Tip: Download popular licensed software from the UW–Madison Campus Software Library.

Spreadsheets

Open Refine
Microsoft Excel
Google Sheets
Tableau

Statistical software

Qualtrics
Quantitative
- SPSS
- SAS
- STAT
Qualitative
- NVIVO
- ATLAS.ti

Programming languages

R: Many packages for data visualization
Python: Frequently used in machine learning and data science
SQL: Communicates with databases and data warehouses
Julia: Ability to call libraries from Python, C, and Fortran

Interactive data visualization

Tableau: interactive visualization
Piktochart: Infographics
ArcGIS: Maps

Convey Data

Consider how the data you collect and use will impact the people and communities that this data represents. This not only includes following all laws and local policies but also considering any negative repercussions that may result from using this data. Ask how my use of this data might impact your relationship with the individuals represented in the data.

Data ethics and misuse

The use of data should build trust and improve relationships. Lack of trust may result in low response rates or individuals providing incorrect or bad data.

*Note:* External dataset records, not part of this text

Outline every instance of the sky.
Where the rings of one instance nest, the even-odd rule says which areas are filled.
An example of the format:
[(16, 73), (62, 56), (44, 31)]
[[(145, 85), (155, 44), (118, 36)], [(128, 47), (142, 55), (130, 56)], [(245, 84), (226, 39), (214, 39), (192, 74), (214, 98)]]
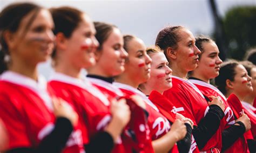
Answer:
[[(0, 10), (14, 2), (0, 0)], [(194, 35), (211, 35), (214, 22), (208, 0), (169, 1), (29, 1), (46, 8), (70, 6), (88, 14), (95, 21), (117, 26), (123, 34), (134, 34), (146, 46), (154, 43), (158, 32), (168, 25), (182, 25)], [(256, 0), (215, 1), (219, 14), (240, 5), (255, 5)], [(50, 73), (50, 62), (39, 65), (39, 71), (46, 78)]]

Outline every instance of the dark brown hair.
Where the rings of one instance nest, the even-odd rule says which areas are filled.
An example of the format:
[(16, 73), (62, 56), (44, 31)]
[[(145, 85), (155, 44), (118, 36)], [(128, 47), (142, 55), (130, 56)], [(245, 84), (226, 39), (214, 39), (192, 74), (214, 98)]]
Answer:
[(220, 65), (219, 75), (215, 78), (215, 84), (224, 94), (226, 94), (227, 92), (226, 89), (226, 81), (227, 79), (234, 81), (236, 74), (235, 69), (239, 64), (237, 61), (230, 60)]
[(125, 50), (125, 51), (126, 51), (126, 52), (128, 52), (128, 43), (131, 40), (136, 38), (136, 37), (132, 35), (126, 34), (124, 35), (123, 38), (124, 38), (124, 49)]
[[(67, 38), (71, 36), (73, 31), (82, 21), (82, 16), (84, 14), (82, 11), (69, 6), (51, 8), (50, 11), (55, 25), (54, 34), (62, 33)], [(52, 58), (54, 59), (56, 56), (56, 49), (55, 48), (52, 54)]]
[(251, 70), (252, 68), (255, 68), (256, 66), (253, 63), (248, 61), (244, 61), (239, 62), (239, 64), (242, 64), (246, 69), (248, 75), (251, 76)]
[(157, 35), (156, 46), (159, 47), (164, 52), (168, 47), (177, 49), (178, 42), (180, 41), (178, 31), (183, 28), (184, 27), (181, 26), (169, 26), (161, 30)]
[(103, 43), (107, 39), (113, 31), (114, 28), (117, 28), (115, 25), (103, 22), (93, 22), (96, 34), (95, 37), (99, 43), (98, 50), (102, 49)]
[(7, 31), (12, 33), (16, 32), (22, 19), (34, 11), (25, 26), (23, 32), (25, 34), (42, 9), (42, 7), (30, 3), (14, 3), (5, 7), (0, 13), (0, 74), (8, 69), (7, 63), (4, 59), (9, 54), (8, 46), (3, 37), (4, 33)]
[(206, 36), (200, 35), (199, 37), (196, 38), (196, 46), (201, 51), (201, 54), (199, 54), (199, 60), (201, 57), (201, 54), (204, 53), (204, 47), (203, 46), (203, 42), (212, 42), (214, 41), (212, 40), (210, 37), (207, 37)]

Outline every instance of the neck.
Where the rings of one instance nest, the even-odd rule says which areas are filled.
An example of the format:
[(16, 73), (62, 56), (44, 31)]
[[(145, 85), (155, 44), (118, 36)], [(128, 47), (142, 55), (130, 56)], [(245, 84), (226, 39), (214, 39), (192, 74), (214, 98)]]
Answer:
[(176, 64), (176, 63), (172, 63), (170, 68), (172, 70), (172, 75), (180, 77), (181, 78), (187, 79), (187, 71), (184, 69), (180, 68), (180, 67)]
[(127, 84), (136, 89), (138, 88), (139, 85), (139, 83), (134, 81), (134, 79), (130, 78), (127, 75), (124, 75), (124, 74), (115, 78), (114, 81), (117, 82)]
[(12, 62), (8, 67), (8, 70), (37, 81), (37, 63), (31, 63), (31, 61), (16, 58), (14, 56), (11, 58)]
[(207, 78), (205, 77), (204, 77), (203, 75), (200, 75), (199, 73), (198, 73), (196, 71), (193, 71), (192, 73), (191, 73), (191, 75), (190, 76), (191, 77), (195, 77), (195, 78), (197, 78), (198, 79), (199, 79), (206, 83), (210, 83), (210, 78)]
[(153, 90), (156, 90), (157, 92), (159, 92), (161, 94), (163, 94), (163, 93), (164, 92), (164, 90), (158, 90), (156, 88), (156, 87), (151, 87), (150, 86), (147, 85), (147, 83), (144, 83), (142, 84), (142, 87), (140, 88), (139, 89), (142, 92), (143, 92), (145, 95), (150, 95), (151, 92)]
[(99, 67), (98, 64), (92, 66), (90, 68), (86, 69), (88, 74), (89, 75), (97, 75), (102, 76), (104, 77), (113, 77), (111, 74), (108, 73), (107, 72), (105, 72), (105, 71), (102, 69), (101, 67)]
[(244, 99), (244, 101), (245, 101), (250, 104), (251, 105), (253, 106), (253, 102), (254, 101), (254, 98), (255, 98), (255, 96), (252, 94), (250, 94), (245, 96)]
[(57, 63), (57, 65), (54, 68), (55, 71), (72, 77), (79, 78), (82, 69), (75, 66), (71, 62), (69, 62), (69, 60), (62, 60), (62, 61), (65, 62)]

Ethical gathering and use of data involves:

Consent: Permission to gather the data
Informed consent: A person must understand what they are consenting to
Voluntary consent: Consent is given freely and without coercion (e.g., you must provide this data in order to complete a class or do your job).
Anonymity: A person is not linked or identified by the data
Confidentiality: The data will not be shared with anyone without their consent

Reciprocity and Respect

The individuals providing data should be treated with respect and directly benefit from the data use. For example, historically marginalized communities have experienced negative impacts from data exploitation and misuse. This is one of the reasons why members of the global indigenous communities developed the CARE principles which recommend that Indigenous data and Indigenous knowledge be used for collective benefit, granting authority to control back to the indigenous group, and uphold responsibilities and ethics agreed on by all parties. One way to show reciprocity is to follow-up with data providers and share the summary results (in aggregate and deidentified) or other important findings from the data use. Basically, don’t leave people feeling exploited or unheard with a take-their-data-and-run approach.